Assim, apesar de não representar prática recente, a eutanásia encontrou e ainda encontra resistência para sua aceitabilidade. Ao longo do tempo, a influência exercida pelas religiões também aumentou a afirmação da indisponibilidade da vida que, dada ao homem por Deus, só poderia ser retirada por sua vontade.

Tratando-se de assunto que envolve o direito à vida, patrimônio considerado como sagrado do ser humano civilizado e que também é o primeiro e principal bem jurídico tutelado pela lei penal brasileira, muitos são os desafios a serem enfrentados para uma abordagem que pretenda levantar tal tipo de discussão, ademais sabendo-se que opiniões favoráveis e contrárias estarão sempre presentes e com paixão.

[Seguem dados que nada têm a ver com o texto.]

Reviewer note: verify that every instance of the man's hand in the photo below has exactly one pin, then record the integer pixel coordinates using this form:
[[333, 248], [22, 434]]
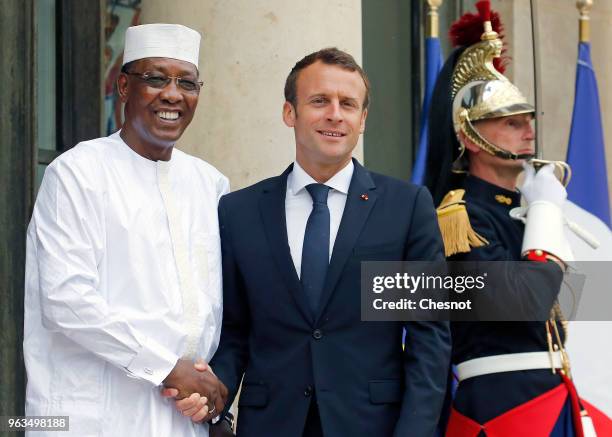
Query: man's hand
[[196, 405], [221, 429]]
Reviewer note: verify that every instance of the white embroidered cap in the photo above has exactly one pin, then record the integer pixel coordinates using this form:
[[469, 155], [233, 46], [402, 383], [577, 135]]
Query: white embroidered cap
[[159, 40]]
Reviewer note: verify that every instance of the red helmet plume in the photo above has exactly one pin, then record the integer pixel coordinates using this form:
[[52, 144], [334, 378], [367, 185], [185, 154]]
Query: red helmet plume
[[467, 30]]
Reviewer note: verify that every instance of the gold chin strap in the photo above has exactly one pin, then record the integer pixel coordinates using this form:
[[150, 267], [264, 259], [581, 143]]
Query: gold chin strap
[[468, 129], [562, 169]]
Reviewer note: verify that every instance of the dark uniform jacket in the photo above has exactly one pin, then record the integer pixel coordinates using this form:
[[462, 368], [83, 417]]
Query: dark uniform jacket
[[485, 397]]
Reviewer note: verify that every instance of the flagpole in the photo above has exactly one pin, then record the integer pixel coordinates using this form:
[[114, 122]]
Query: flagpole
[[433, 21], [584, 7]]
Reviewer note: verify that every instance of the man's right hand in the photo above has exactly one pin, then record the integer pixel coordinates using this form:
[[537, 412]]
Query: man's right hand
[[188, 378]]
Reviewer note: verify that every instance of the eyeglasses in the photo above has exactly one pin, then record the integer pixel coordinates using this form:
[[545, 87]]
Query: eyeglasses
[[160, 81]]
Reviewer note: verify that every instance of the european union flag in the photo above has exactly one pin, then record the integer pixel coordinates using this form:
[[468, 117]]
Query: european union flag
[[586, 154], [433, 65]]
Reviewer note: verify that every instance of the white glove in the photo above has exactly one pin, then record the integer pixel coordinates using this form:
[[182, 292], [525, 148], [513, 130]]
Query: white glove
[[545, 196], [542, 185]]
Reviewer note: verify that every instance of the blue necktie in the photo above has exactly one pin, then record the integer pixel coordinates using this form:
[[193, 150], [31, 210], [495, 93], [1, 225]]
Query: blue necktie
[[315, 251]]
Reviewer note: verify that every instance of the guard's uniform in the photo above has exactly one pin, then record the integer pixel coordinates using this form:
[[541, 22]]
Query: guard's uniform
[[512, 375], [496, 404]]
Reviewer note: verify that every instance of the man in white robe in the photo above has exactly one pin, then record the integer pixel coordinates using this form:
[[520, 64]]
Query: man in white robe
[[123, 270]]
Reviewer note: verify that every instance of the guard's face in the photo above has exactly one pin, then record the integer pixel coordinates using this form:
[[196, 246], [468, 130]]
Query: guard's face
[[513, 133], [158, 115], [329, 116]]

Entre as variantes relacionadas ao tema, não é possível se olvidar também da influência da moral, sobretudo da moral aplicada que representa a ética defendida por determinada sociedade, tendo em conta os valores por ela defendidos, ou seja, da ética vivida por esse grupo. É que uma nova concepção de eutanásia representa igualmente uma nova concepção de valor do direito de dispor da vida, bem supremo cuja disponibilidade é tida como absolutamente indisponível, seja qual for a circunstância.

Portanto em tal evolução de pensamento apurou-se o nascimento de uma nova ética de agir, ou seja, um outro padrão social de comportamento humano que vem ganhando espaço no mundo contemporâneo,

sobretudo nas sociedades consideradas como mais avançadas ou liberais. Essa transformação trouxe conseqüências no campo legislativo, com a edição de leis que abrandaram a pena ou até admitiram a atipicidade da conduta médica eutanásica.

O presente trabalho também propiciou o entendimento de que a referida transformação social começa a admitir a possibilidade da morte denominada como digna, porque preserva, em relação ao doente terminal que vivencia intenso sofrimento, a dignidade de morrer em paz e sem sofrer em demasia.

Essa condição é fundamentada no Princípio Constitucional da Dignidade da Pessoa Humana, princípio esse que serve de base ao Estado Democrático de Direito.

Desse modo, qualquer preâmbulo de fundamentação que pretenda rediscutir as conseqüências jurídicas da eutanásia passa, necessariamente, por um estudo relacionado à dignidade do ser humano, do quanto esse princípio base do ordenamento jurídico autoriza o entendimento de que também a morte sem sofrimento representa o “viver” com dignidade, ao menos até os últimos instantes em que esse “viver” é possível.

No campo do direito interno, constatou-se que o Direito Penal nacional não reconhece qualquer tipo de eutanásia, disciplinando em seus artigos 121 e 122 do Código Penal que o ato de quem de qualquer modo põe fim à vida de seu semelhante, é típico, antijurídico e culpável, merecendo por isso a sanção Estatal. No entanto, verificou-se também que incursões no campo dos projetos legislativos tem sido verificadas, no rumo da diferenciação da conduta criminosa, com abrandamento da pena, para os casos de eutanásia passiva e ortotanásia, o que significa que o direito pátrio, ao menos em fases embrionárias, tem esboçado seguir o antes falado movimento de outras sociedades mais liberais.

Verificou-se que o compromisso da ciência com a qualidade de vida do ser humano, e o evidente progresso alcançado pelos novos tratamentos encontra no agir médico, frente aos casos terminais, um amplo debate sobre quais os meios a serem empregados para prolongar a vida, e até que ponto essa prorrogação vai ao encontro dos interesses daquele que sofre esse processo: o próprio paciente e seus familiares, porquanto pode-se efetivamente questionar se esse prolongamento infirma a preservação da dignidade do ser.